Já deve ter ouvido este reparo diversas vezes, mas cá vai: como mulher branca a filmar histórias negras, assumiu claramente uma posição de escuta e co-autoria. Que tipo de ética norteou essa partilha? Como é que o seu olhar se transformou ao longo desse processo?
Com certeza. Todo esse processo começou com um desejo de investigar a cidade, o Rio de Janeiro. Mas, ao mergulhar na história da cidade, especialmente na região portuária, a história da escravidão e da população negra no Brasil tornou-se incontornável. Não há como falar da história do Brasil, e particularmente daquela região, sem atravessar essa dimensão.
Então, a questão deixou de ser se falaríamos disso e passou a ser como contar essa história … e com quem. Desde o início, houve uma preocupação muito clara em que esse trabalho fosse feito de maneira colaborativa e aberta. Foram dez anos de investigação e construção, sempre com uma escuta ativa, com disposição real para os encontros, para as contribuições de cada pessoa que se juntou ao projeto. Sinto que essa ética colaborativa está presente no próprio corpo do filme. Há uma generosidade no modo como ele foi construído, e isso veio do modo como escutámos e partilhámos, sem nunca querer impor uma visão unívoca.
Por fim, que papel atribui ao cinema — ao teu cinema — neste esforço de resgatar narrativas silenciadas? Seria um convite à justiça poética ou uma tentativa de reinscrição na História?
Olha, não tenho essa pretensão tão grandiosa. Não acredito que, sozinha, nem que um filme sozinho — ou mesmo o cinema, por si só — possa dar conta disso. Mas acredito, sim, que pode ser uma contribuição. Uma tentativa de fazer com que essa conversa exista, de que essas questões circulem entre nós. Nesse sentido, acho que o filme encontrou o seu lugar. Desde a estreia em Roterdão, em janeiro de 2024, tem sido exibido, debatido, visto em diferentes contextos. Já conta mais de um ano e meio de circulação. E isso, para mim, já é uma grande realização. Ver que ele está a provocar um debate (não só sobre o filme em si, mas sobre os temas que levanta, sobre as formas de fazer cinema), é algo que me deixa muito feliz. Talvez o mais importante seja mesmo isso: colocar em pauta essas questões, tanto temáticas quanto formais.
E em relação ao futuro? A memória desse tempo, e desse espaço, continuará a acompanhar-te enquanto autora?
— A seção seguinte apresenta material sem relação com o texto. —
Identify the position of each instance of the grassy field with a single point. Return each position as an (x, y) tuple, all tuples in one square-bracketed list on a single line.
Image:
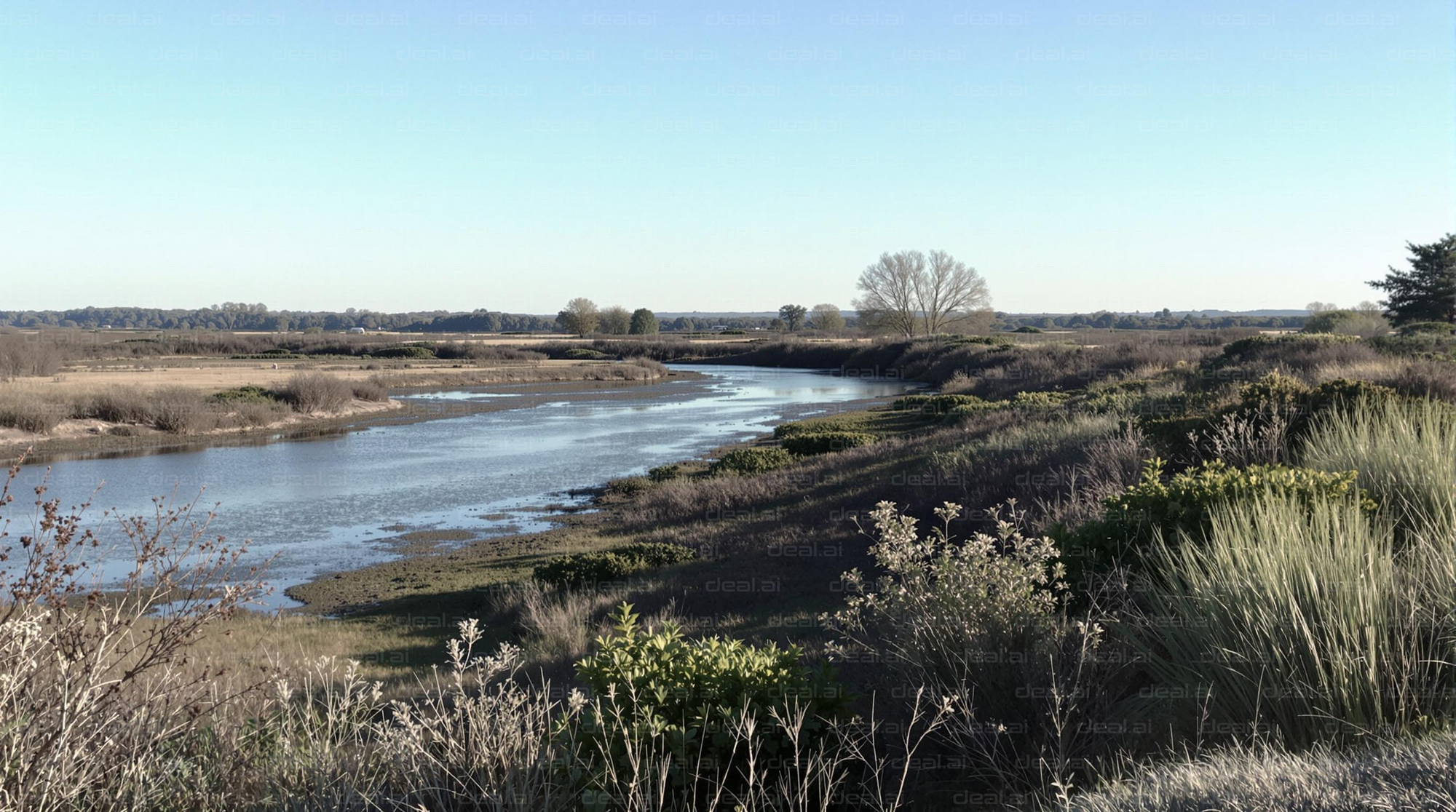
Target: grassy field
[(1122, 577)]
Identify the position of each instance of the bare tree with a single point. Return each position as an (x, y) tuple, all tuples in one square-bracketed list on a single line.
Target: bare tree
[(580, 317), (828, 318), (617, 321), (906, 293), (889, 302), (949, 292)]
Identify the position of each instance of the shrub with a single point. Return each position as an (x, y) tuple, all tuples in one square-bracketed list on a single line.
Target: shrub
[(611, 567), (1348, 322), (408, 351), (981, 625), (1308, 616), (1040, 399), (181, 411), (245, 395), (33, 414), (317, 392), (371, 391), (692, 695), (752, 461), (826, 442), (1183, 504), (940, 404)]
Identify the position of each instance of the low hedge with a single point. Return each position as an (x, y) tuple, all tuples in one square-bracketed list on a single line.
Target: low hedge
[(605, 567), (752, 461), (825, 442)]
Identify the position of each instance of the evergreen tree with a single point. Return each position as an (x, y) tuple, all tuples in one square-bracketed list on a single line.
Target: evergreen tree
[(1428, 292)]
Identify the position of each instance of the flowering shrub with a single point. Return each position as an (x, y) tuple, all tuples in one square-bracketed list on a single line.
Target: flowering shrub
[(697, 698), (981, 625)]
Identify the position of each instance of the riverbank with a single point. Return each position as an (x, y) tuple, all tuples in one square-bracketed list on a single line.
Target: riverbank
[(108, 411)]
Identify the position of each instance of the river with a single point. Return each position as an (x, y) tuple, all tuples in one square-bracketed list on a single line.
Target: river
[(339, 503)]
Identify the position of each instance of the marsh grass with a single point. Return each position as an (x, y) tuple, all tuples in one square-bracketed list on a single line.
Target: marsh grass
[(1304, 622)]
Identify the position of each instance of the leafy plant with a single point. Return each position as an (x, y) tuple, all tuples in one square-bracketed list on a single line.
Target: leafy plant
[(752, 461), (825, 442), (1182, 506), (606, 567), (694, 698)]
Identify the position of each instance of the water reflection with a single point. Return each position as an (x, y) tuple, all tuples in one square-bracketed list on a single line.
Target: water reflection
[(325, 506)]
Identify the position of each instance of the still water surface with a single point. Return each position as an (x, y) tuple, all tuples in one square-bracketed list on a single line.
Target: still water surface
[(331, 504)]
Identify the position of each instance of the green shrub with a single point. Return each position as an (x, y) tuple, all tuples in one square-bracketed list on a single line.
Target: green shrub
[(752, 461), (826, 442), (609, 567), (1040, 399), (941, 404), (630, 487), (688, 698), (1182, 504), (411, 351)]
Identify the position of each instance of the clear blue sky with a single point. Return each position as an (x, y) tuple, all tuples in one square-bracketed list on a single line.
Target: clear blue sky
[(717, 156)]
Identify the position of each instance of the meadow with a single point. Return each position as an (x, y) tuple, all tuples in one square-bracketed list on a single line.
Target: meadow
[(1176, 571)]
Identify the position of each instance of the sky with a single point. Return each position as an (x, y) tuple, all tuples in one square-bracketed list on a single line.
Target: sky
[(717, 156)]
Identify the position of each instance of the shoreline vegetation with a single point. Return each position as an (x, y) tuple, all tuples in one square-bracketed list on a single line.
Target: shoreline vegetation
[(992, 583), (108, 408)]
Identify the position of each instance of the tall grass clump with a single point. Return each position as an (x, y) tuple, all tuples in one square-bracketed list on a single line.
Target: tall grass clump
[(1304, 621), (1404, 453), (317, 392)]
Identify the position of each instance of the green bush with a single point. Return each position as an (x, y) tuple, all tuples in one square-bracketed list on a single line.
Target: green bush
[(606, 567), (1182, 506), (941, 404), (1040, 399), (688, 698), (826, 442), (752, 461)]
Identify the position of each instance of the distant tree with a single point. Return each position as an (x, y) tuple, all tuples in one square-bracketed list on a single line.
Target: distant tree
[(1428, 292), (793, 315), (908, 293), (579, 318), (617, 321), (828, 318), (644, 322), (1348, 322)]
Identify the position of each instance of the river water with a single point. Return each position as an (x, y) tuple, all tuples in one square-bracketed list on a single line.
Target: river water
[(331, 504)]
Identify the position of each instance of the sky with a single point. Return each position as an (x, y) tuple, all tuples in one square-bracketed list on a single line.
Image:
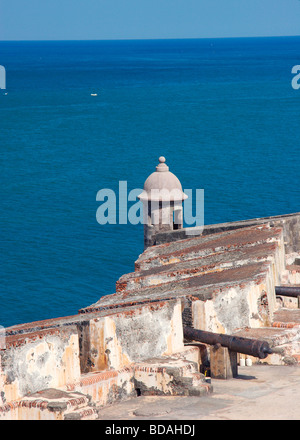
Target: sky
[(146, 19)]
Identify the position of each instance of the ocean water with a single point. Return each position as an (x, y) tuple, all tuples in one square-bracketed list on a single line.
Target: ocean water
[(222, 111)]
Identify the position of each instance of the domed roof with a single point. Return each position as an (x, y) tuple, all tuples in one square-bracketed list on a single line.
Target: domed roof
[(162, 185)]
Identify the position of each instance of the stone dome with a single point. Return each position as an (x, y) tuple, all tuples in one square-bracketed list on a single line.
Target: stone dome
[(162, 185)]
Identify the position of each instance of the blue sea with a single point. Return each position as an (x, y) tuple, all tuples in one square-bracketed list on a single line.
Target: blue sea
[(222, 111)]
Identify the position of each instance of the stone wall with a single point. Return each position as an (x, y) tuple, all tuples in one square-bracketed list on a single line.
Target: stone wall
[(289, 222), (92, 353)]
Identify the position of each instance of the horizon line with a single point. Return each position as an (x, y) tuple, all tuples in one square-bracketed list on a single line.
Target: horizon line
[(151, 39)]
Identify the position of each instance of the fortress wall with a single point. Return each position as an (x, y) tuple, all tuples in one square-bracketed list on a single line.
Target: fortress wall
[(135, 334), (39, 360), (59, 353), (289, 222)]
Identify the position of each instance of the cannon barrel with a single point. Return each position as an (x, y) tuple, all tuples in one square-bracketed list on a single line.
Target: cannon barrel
[(252, 347), (287, 291)]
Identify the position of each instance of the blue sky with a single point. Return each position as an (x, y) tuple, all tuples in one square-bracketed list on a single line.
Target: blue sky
[(138, 19)]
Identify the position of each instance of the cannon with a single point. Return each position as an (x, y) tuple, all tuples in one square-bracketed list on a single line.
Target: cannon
[(251, 347), (287, 291)]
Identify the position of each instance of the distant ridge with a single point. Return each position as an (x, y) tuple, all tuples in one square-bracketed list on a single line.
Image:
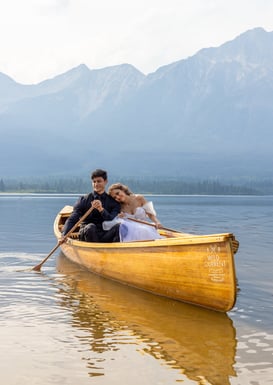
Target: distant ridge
[(206, 116)]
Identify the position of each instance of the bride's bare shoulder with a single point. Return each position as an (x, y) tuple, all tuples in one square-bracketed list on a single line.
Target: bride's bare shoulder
[(140, 199)]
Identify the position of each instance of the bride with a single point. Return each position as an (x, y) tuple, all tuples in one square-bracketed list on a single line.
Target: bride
[(136, 207)]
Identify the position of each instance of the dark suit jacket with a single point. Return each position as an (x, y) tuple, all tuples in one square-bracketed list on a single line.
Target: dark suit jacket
[(111, 210)]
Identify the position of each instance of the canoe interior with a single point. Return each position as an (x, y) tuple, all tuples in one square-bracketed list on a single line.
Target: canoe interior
[(197, 269)]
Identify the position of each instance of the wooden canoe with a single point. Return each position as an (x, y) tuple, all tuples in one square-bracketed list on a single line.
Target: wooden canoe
[(197, 269)]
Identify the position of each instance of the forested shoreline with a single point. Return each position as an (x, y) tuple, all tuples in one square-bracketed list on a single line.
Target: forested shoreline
[(80, 185)]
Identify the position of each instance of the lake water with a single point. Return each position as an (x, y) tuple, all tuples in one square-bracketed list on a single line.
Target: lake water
[(66, 326)]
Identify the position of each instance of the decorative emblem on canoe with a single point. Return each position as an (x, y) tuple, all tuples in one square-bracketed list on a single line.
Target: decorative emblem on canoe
[(215, 264)]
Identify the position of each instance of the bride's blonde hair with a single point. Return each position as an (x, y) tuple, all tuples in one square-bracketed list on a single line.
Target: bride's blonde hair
[(119, 186)]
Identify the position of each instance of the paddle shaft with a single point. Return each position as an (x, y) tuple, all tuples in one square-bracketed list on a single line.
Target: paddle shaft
[(38, 267), (152, 224)]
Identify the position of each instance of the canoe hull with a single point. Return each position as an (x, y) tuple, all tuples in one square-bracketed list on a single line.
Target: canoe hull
[(194, 269)]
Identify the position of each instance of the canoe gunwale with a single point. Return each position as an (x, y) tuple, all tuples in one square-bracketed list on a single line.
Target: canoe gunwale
[(184, 267)]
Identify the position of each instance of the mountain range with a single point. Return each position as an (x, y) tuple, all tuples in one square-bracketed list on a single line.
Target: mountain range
[(209, 115)]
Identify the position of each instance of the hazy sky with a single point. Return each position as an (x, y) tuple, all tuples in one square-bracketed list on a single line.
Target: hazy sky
[(40, 39)]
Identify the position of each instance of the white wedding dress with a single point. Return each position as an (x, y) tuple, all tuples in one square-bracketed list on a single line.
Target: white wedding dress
[(130, 231)]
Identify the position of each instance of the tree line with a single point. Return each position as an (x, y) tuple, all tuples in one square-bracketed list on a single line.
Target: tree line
[(79, 185)]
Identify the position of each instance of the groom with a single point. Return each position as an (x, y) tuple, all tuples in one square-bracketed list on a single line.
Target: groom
[(105, 208)]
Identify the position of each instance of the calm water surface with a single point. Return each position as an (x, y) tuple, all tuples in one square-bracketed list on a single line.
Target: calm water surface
[(67, 326)]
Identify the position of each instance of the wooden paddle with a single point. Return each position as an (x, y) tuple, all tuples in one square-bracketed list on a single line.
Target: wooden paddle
[(38, 267), (152, 224)]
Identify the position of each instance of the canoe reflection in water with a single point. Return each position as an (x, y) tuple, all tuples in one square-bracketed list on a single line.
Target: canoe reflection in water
[(200, 343)]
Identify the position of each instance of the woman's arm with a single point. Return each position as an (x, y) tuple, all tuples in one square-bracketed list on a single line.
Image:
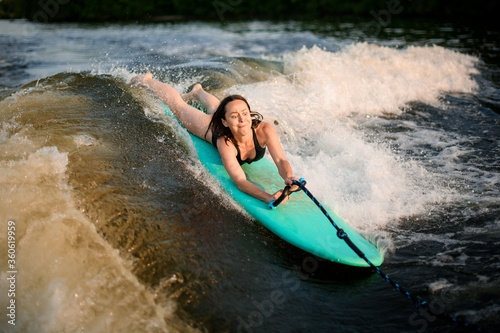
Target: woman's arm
[(277, 154)]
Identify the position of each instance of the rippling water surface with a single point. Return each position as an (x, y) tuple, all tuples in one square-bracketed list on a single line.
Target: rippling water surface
[(120, 229)]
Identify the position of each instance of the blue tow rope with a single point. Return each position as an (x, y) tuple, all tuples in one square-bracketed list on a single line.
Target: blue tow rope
[(417, 302)]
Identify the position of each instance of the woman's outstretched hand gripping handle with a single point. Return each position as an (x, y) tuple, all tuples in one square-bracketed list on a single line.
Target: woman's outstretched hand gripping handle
[(286, 191)]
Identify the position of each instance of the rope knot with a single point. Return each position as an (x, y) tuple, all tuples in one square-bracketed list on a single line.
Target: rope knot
[(341, 233)]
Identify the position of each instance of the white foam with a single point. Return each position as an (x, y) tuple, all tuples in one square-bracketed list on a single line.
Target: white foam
[(322, 106)]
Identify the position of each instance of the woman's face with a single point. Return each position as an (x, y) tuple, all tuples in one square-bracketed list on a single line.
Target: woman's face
[(237, 117)]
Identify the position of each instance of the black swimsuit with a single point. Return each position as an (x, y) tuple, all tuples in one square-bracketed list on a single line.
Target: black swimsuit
[(259, 151)]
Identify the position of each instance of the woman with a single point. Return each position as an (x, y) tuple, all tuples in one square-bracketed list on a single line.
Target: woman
[(236, 132)]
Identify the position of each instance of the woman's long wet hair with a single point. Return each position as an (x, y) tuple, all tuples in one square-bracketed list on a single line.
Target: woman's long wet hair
[(219, 129)]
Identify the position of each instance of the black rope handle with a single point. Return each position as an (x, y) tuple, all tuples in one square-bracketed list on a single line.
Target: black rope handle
[(417, 302), (286, 192)]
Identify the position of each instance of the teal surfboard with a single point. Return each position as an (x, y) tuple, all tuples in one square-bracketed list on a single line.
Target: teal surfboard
[(298, 221)]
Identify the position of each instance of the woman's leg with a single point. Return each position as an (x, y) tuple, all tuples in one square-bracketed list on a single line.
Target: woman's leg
[(208, 100), (191, 118)]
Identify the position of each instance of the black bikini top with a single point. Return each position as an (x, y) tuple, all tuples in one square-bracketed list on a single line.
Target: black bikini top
[(259, 151)]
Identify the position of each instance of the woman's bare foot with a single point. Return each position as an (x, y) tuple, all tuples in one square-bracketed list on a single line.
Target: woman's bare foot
[(141, 79), (193, 94)]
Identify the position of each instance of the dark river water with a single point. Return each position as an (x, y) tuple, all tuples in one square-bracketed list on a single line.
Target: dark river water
[(118, 228)]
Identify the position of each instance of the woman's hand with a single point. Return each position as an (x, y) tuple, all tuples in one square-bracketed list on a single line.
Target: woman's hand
[(289, 182), (276, 195)]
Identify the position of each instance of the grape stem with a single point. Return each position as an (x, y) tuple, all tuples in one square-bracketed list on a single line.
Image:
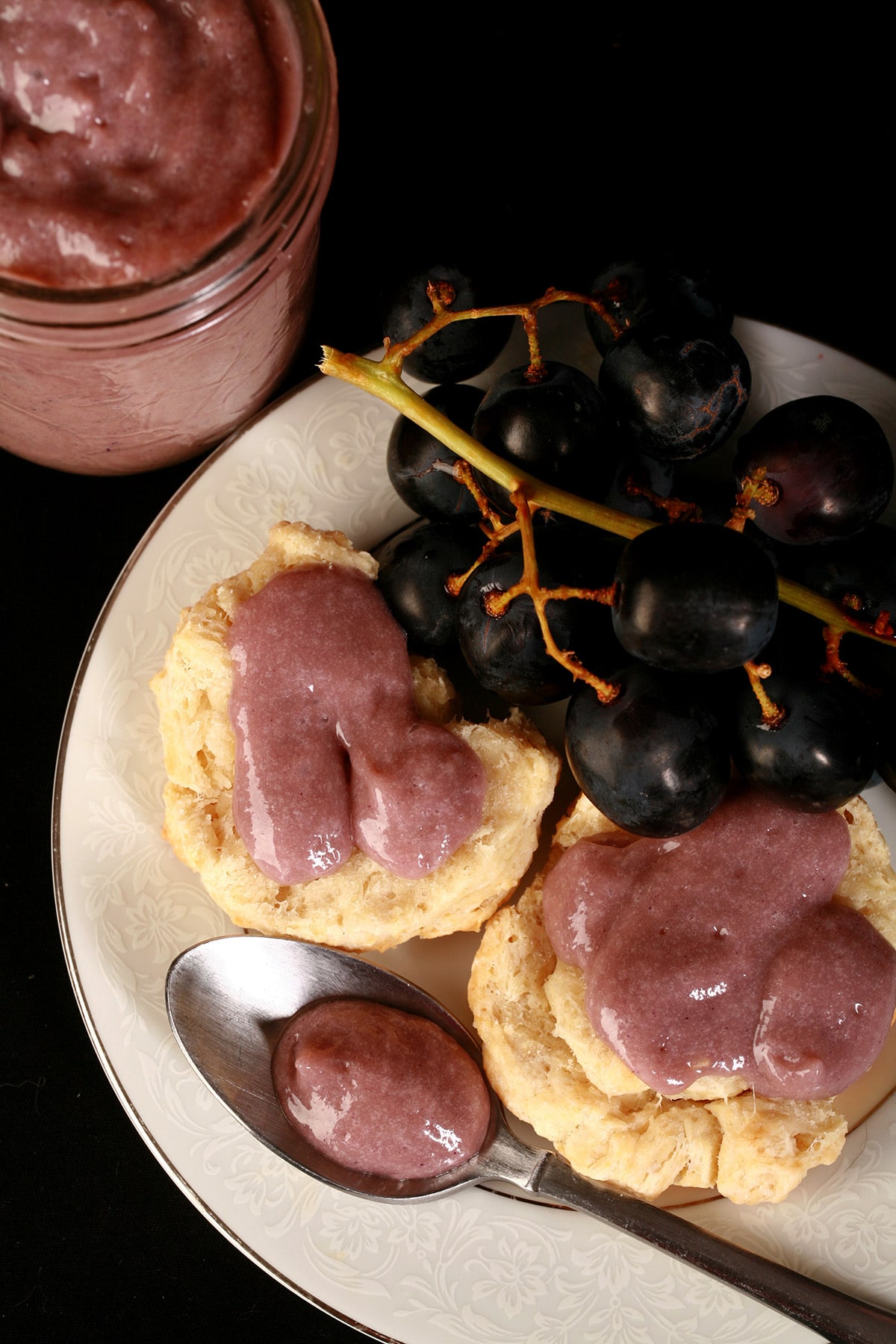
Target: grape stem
[(383, 379)]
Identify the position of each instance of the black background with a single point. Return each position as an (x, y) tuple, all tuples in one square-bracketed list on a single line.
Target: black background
[(539, 146)]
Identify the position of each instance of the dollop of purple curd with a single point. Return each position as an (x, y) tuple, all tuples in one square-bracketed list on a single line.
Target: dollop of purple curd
[(381, 1090), (722, 952), (331, 752)]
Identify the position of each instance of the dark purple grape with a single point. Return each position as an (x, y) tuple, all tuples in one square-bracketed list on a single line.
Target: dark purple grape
[(421, 468), (860, 569), (414, 566), (830, 463), (460, 351), (656, 761), (507, 653), (676, 388), (695, 597), (638, 287), (554, 426), (822, 753)]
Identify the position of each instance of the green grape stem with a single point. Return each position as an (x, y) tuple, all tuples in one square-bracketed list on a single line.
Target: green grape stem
[(383, 379)]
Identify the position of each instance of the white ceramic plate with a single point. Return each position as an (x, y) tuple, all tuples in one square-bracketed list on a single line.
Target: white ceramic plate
[(477, 1266)]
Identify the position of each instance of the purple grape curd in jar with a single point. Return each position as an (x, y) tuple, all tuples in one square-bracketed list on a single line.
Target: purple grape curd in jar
[(163, 169)]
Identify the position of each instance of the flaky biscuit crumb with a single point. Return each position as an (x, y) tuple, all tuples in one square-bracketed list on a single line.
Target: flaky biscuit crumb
[(553, 1071), (361, 906)]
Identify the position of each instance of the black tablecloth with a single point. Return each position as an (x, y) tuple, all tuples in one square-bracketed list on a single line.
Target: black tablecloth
[(536, 144)]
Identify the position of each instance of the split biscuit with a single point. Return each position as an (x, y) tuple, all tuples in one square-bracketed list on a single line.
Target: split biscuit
[(361, 906), (553, 1071)]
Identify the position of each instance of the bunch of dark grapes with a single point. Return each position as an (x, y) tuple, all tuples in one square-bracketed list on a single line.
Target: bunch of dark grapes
[(682, 667)]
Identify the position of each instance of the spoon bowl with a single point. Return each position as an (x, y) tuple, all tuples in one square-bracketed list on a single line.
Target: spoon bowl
[(230, 999)]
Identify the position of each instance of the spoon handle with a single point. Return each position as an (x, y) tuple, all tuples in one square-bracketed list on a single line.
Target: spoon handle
[(837, 1316)]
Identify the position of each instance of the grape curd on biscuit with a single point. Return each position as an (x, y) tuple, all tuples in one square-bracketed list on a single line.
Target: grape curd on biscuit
[(301, 816), (635, 1083)]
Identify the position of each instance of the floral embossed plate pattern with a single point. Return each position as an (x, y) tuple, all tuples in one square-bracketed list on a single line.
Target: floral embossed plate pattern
[(479, 1265)]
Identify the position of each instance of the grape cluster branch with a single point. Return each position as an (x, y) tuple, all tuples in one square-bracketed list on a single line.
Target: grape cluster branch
[(383, 379)]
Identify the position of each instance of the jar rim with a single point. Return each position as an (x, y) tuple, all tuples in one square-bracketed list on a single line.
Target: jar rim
[(301, 178)]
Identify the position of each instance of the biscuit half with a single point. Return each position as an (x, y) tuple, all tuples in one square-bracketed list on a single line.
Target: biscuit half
[(361, 906), (553, 1071)]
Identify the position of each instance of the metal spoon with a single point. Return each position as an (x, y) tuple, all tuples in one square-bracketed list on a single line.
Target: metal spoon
[(228, 1001)]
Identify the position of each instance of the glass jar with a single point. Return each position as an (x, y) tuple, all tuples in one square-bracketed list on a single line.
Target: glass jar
[(122, 379)]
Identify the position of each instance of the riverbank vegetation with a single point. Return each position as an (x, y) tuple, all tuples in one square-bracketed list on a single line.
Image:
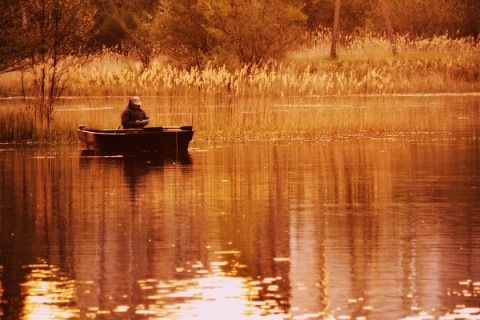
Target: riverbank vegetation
[(233, 65)]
Curiosamente, o que era uma trilogia acabou por se tornar uma quadrilogia [risos]. Após o filme, surgiu uma exposição em artes visuais. Foi um projeto que transbordou para além do cinema, onde imagens dos três filmes foram instaladas num espaço expositivo, acompanhadas por uma instalação sonora. Foi muito interessante perceber como esse material ganhava outra dimensão ao ser transportado para uma galeria, para um espaço de contemplação diferente do da sala escura.
Quanto a novos projetos ... ainda não consegui materializar nada. Por muitas razões, inclusive pela complexidade que é fazer cinema, o tempo que exige, os desafios de produção. Acho que ainda estou num processo de assimilação de tudo o que este projeto significou. Ainda estou a digerir. Mas acredito que, de alguma forma, essa memória — esses espaços, essas histórias — continuarão a acompanhar o meu percurso.